On their way to the Superdome, passing bodies floating in the floodwaters, the women ran into New Orleans' then-police chief and told him they were paramedics.
"They took us to their hotel and got us a vehicle to take us to Houston," Kitagawa recalled. "We were so grateful to them. They treated us so well."
Five days after Katrina hit, Kitagawa and the rest of the group left New Orleans, but the memories have stayed.
Shiraki and Kitagawa returned to New Orleans earlier this year for the Sugar Bowl, when thousands of Hawaii fans watched the University of Hawaii football team play for the first time in a major bowl game.

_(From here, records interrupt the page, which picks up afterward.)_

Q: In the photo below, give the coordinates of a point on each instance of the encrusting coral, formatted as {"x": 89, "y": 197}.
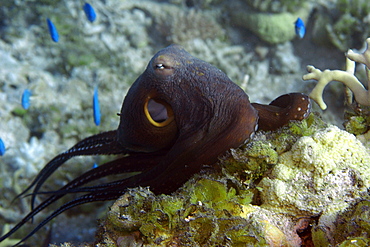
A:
{"x": 362, "y": 96}
{"x": 225, "y": 208}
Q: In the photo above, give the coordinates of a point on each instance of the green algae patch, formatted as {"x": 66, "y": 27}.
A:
{"x": 273, "y": 28}
{"x": 322, "y": 171}
{"x": 305, "y": 169}
{"x": 206, "y": 213}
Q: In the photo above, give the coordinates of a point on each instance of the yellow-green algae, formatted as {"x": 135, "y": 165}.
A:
{"x": 307, "y": 169}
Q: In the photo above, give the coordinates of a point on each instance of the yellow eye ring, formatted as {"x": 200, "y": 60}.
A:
{"x": 158, "y": 112}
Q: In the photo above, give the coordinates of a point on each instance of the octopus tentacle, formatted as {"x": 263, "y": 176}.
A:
{"x": 180, "y": 114}
{"x": 92, "y": 197}
{"x": 122, "y": 165}
{"x": 103, "y": 143}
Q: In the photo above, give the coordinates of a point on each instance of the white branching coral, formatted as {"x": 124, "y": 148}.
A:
{"x": 347, "y": 77}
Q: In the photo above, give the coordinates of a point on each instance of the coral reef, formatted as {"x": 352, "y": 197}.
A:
{"x": 273, "y": 28}
{"x": 347, "y": 77}
{"x": 317, "y": 169}
{"x": 275, "y": 6}
{"x": 112, "y": 52}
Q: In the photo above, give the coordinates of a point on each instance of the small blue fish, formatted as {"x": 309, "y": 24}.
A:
{"x": 300, "y": 29}
{"x": 89, "y": 12}
{"x": 2, "y": 147}
{"x": 26, "y": 99}
{"x": 52, "y": 30}
{"x": 96, "y": 107}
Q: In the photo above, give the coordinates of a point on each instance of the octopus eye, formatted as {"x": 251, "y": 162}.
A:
{"x": 158, "y": 112}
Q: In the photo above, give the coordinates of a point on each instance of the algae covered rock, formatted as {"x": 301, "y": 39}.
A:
{"x": 321, "y": 172}
{"x": 273, "y": 28}
{"x": 206, "y": 213}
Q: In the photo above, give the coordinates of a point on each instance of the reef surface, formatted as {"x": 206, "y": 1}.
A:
{"x": 275, "y": 188}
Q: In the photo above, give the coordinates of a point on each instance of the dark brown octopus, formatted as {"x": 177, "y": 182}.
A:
{"x": 180, "y": 114}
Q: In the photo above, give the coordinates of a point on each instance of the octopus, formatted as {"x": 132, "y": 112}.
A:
{"x": 179, "y": 115}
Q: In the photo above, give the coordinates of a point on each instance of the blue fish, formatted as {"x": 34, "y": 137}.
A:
{"x": 96, "y": 107}
{"x": 52, "y": 30}
{"x": 89, "y": 12}
{"x": 26, "y": 99}
{"x": 2, "y": 147}
{"x": 300, "y": 29}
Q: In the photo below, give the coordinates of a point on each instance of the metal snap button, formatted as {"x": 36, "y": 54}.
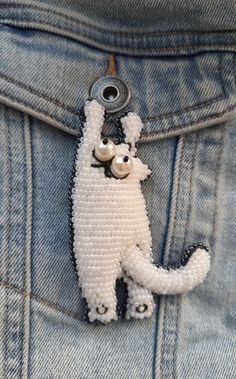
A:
{"x": 111, "y": 92}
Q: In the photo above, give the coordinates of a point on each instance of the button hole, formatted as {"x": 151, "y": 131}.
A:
{"x": 110, "y": 93}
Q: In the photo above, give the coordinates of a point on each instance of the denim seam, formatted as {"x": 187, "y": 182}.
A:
{"x": 42, "y": 301}
{"x": 165, "y": 133}
{"x": 149, "y": 118}
{"x": 169, "y": 243}
{"x": 86, "y": 40}
{"x": 35, "y": 92}
{"x": 27, "y": 263}
{"x": 117, "y": 32}
{"x": 9, "y": 325}
{"x": 220, "y": 162}
{"x": 53, "y": 118}
{"x": 111, "y": 65}
{"x": 9, "y": 211}
{"x": 179, "y": 298}
{"x": 193, "y": 162}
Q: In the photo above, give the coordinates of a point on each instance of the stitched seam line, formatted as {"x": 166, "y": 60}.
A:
{"x": 54, "y": 306}
{"x": 34, "y": 92}
{"x": 9, "y": 211}
{"x": 169, "y": 248}
{"x": 143, "y": 135}
{"x": 190, "y": 195}
{"x": 129, "y": 49}
{"x": 150, "y": 118}
{"x": 28, "y": 235}
{"x": 53, "y": 118}
{"x": 216, "y": 190}
{"x": 206, "y": 118}
{"x": 95, "y": 27}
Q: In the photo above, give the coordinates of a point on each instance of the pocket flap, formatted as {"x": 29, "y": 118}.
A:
{"x": 49, "y": 77}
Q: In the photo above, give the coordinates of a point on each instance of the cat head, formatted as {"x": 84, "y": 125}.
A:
{"x": 117, "y": 160}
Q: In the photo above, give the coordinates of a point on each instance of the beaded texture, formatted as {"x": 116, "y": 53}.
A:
{"x": 112, "y": 238}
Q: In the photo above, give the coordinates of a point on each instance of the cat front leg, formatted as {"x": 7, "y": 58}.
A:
{"x": 101, "y": 300}
{"x": 140, "y": 303}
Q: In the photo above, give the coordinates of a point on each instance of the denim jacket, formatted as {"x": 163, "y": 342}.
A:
{"x": 179, "y": 61}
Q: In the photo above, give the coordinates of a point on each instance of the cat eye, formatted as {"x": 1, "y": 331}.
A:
{"x": 105, "y": 150}
{"x": 121, "y": 166}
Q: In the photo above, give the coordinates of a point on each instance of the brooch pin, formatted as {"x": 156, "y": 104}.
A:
{"x": 112, "y": 238}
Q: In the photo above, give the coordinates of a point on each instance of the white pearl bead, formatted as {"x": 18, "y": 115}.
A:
{"x": 121, "y": 166}
{"x": 105, "y": 150}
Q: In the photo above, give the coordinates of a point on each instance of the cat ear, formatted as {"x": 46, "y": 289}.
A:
{"x": 132, "y": 126}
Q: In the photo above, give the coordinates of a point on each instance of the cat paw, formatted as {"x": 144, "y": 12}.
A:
{"x": 102, "y": 313}
{"x": 143, "y": 308}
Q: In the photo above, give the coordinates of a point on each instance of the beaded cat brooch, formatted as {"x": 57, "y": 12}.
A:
{"x": 112, "y": 238}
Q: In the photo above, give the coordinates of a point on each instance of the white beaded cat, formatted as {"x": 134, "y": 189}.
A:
{"x": 112, "y": 238}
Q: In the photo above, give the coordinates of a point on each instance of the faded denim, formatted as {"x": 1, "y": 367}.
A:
{"x": 179, "y": 62}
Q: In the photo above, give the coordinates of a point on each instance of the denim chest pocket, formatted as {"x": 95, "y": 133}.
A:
{"x": 44, "y": 81}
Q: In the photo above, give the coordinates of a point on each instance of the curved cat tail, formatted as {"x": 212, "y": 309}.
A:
{"x": 170, "y": 281}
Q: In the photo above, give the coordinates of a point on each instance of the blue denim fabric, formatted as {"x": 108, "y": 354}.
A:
{"x": 179, "y": 61}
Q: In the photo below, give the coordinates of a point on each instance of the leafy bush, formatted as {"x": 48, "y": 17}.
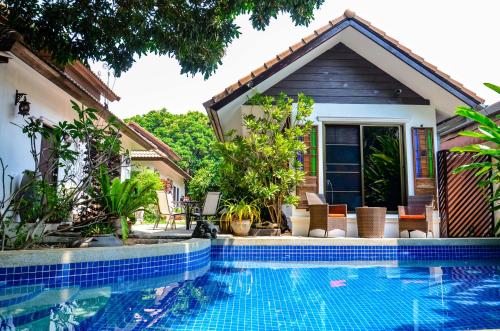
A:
{"x": 263, "y": 164}
{"x": 123, "y": 199}
{"x": 488, "y": 131}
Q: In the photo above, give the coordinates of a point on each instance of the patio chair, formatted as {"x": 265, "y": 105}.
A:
{"x": 166, "y": 210}
{"x": 210, "y": 206}
{"x": 326, "y": 217}
{"x": 417, "y": 215}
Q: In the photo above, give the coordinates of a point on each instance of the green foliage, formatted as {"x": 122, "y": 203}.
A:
{"x": 489, "y": 132}
{"x": 381, "y": 167}
{"x": 191, "y": 137}
{"x": 147, "y": 177}
{"x": 98, "y": 229}
{"x": 40, "y": 200}
{"x": 44, "y": 200}
{"x": 241, "y": 210}
{"x": 196, "y": 33}
{"x": 205, "y": 180}
{"x": 123, "y": 199}
{"x": 263, "y": 164}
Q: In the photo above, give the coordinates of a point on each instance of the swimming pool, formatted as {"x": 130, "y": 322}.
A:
{"x": 249, "y": 295}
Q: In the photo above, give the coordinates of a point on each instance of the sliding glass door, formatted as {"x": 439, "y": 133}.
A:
{"x": 364, "y": 165}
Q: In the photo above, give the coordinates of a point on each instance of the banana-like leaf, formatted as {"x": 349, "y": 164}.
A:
{"x": 475, "y": 116}
{"x": 493, "y": 87}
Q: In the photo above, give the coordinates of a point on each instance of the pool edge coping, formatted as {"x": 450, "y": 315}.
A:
{"x": 21, "y": 258}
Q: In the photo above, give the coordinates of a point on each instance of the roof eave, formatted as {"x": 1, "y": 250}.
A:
{"x": 259, "y": 75}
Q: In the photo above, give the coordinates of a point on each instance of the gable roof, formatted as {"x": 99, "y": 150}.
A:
{"x": 11, "y": 42}
{"x": 161, "y": 152}
{"x": 157, "y": 155}
{"x": 317, "y": 38}
{"x": 154, "y": 141}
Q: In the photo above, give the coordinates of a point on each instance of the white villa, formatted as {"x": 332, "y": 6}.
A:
{"x": 365, "y": 85}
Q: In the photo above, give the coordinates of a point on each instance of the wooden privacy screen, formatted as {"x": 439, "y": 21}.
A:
{"x": 309, "y": 162}
{"x": 424, "y": 164}
{"x": 463, "y": 205}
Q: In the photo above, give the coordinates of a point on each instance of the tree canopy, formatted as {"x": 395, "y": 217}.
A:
{"x": 189, "y": 135}
{"x": 196, "y": 33}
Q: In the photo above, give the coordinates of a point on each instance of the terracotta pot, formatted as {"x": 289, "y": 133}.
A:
{"x": 241, "y": 228}
{"x": 117, "y": 225}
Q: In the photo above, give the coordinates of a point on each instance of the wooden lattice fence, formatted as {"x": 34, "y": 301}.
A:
{"x": 463, "y": 205}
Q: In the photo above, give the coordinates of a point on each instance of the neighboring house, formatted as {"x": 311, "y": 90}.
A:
{"x": 365, "y": 85}
{"x": 162, "y": 159}
{"x": 49, "y": 89}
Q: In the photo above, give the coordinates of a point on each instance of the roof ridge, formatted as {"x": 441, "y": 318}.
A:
{"x": 154, "y": 140}
{"x": 347, "y": 15}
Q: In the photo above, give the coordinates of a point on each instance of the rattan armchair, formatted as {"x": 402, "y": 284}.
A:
{"x": 325, "y": 217}
{"x": 417, "y": 215}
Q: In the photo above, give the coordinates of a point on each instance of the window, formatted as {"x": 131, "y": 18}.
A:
{"x": 309, "y": 159}
{"x": 48, "y": 159}
{"x": 423, "y": 152}
{"x": 363, "y": 165}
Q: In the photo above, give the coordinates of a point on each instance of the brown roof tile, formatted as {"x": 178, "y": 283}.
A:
{"x": 348, "y": 14}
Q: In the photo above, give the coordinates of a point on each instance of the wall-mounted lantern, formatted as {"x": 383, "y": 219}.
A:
{"x": 24, "y": 105}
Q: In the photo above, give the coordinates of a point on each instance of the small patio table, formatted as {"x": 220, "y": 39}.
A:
{"x": 371, "y": 221}
{"x": 188, "y": 208}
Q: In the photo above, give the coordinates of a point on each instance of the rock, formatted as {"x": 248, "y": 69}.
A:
{"x": 98, "y": 241}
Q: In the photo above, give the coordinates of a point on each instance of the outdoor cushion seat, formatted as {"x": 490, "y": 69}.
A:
{"x": 412, "y": 217}
{"x": 325, "y": 217}
{"x": 417, "y": 215}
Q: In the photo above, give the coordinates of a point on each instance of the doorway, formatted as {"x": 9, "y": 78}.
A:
{"x": 364, "y": 165}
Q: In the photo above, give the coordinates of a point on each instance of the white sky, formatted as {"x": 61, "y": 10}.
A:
{"x": 461, "y": 37}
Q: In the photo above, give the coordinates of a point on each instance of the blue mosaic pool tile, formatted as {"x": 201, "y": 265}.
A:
{"x": 351, "y": 253}
{"x": 89, "y": 274}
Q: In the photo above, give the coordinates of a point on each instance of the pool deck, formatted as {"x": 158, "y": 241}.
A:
{"x": 312, "y": 241}
{"x": 147, "y": 231}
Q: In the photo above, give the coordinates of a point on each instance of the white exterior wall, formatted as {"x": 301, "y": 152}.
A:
{"x": 165, "y": 173}
{"x": 406, "y": 115}
{"x": 47, "y": 101}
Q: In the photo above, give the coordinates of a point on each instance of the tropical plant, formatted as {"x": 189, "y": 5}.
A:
{"x": 205, "y": 180}
{"x": 382, "y": 167}
{"x": 189, "y": 135}
{"x": 39, "y": 200}
{"x": 241, "y": 210}
{"x": 98, "y": 229}
{"x": 196, "y": 33}
{"x": 263, "y": 164}
{"x": 122, "y": 199}
{"x": 489, "y": 131}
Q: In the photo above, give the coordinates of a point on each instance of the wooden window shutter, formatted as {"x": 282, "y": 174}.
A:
{"x": 424, "y": 162}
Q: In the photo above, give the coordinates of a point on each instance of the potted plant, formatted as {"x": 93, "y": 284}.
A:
{"x": 122, "y": 199}
{"x": 241, "y": 215}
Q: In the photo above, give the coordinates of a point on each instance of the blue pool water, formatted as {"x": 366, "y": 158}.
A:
{"x": 270, "y": 296}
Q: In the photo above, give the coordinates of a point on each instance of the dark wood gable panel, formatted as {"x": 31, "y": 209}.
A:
{"x": 340, "y": 75}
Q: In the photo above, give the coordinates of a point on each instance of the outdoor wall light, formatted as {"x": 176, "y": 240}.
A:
{"x": 24, "y": 105}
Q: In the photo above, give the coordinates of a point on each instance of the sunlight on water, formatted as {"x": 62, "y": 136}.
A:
{"x": 269, "y": 296}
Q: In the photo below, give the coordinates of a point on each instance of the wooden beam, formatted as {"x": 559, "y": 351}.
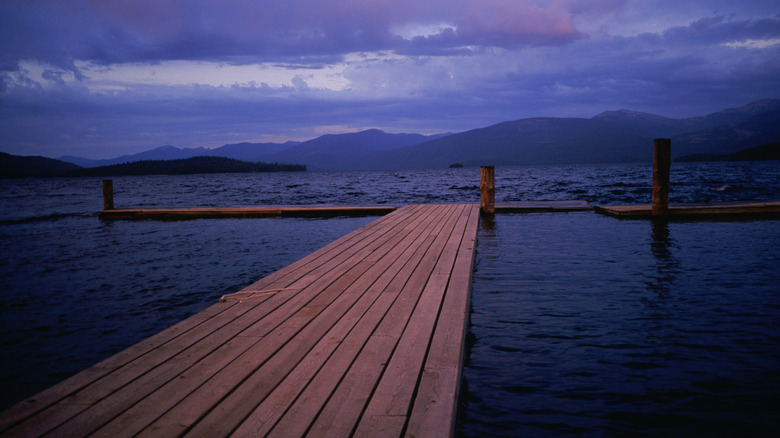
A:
{"x": 662, "y": 159}
{"x": 487, "y": 190}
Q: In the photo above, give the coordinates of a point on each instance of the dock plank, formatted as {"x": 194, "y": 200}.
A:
{"x": 347, "y": 339}
{"x": 712, "y": 211}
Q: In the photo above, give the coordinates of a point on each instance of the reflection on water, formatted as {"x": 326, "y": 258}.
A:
{"x": 666, "y": 265}
{"x": 585, "y": 325}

"It was great to go back," Kitagawa said. "I wanted to see the changes. There were parts that weren't fixed, but it's a beautiful place. We were planning on going back again. We just don't know how different it could be after this."
Andy Winer, a local attorney who is also the leader of Hawaii's presidential campaign for U.S. Sen. Barack Obama, helped law students displaced when Katrina forced universities to shut down. Winer helped to accommodate 18 New Orleans law students, who received internships and free housing.
"It's kind of the same situation, almost identical to three years ago," Winer said yesterday from Las Vegas, where he is campaigning for Obama with U.S. Sen. Daniel Akaka. "If it turns out as bad as Katrina, I told Tulane University we'd be ready to help. We're a long way from New Orleans, but we have a history of helping."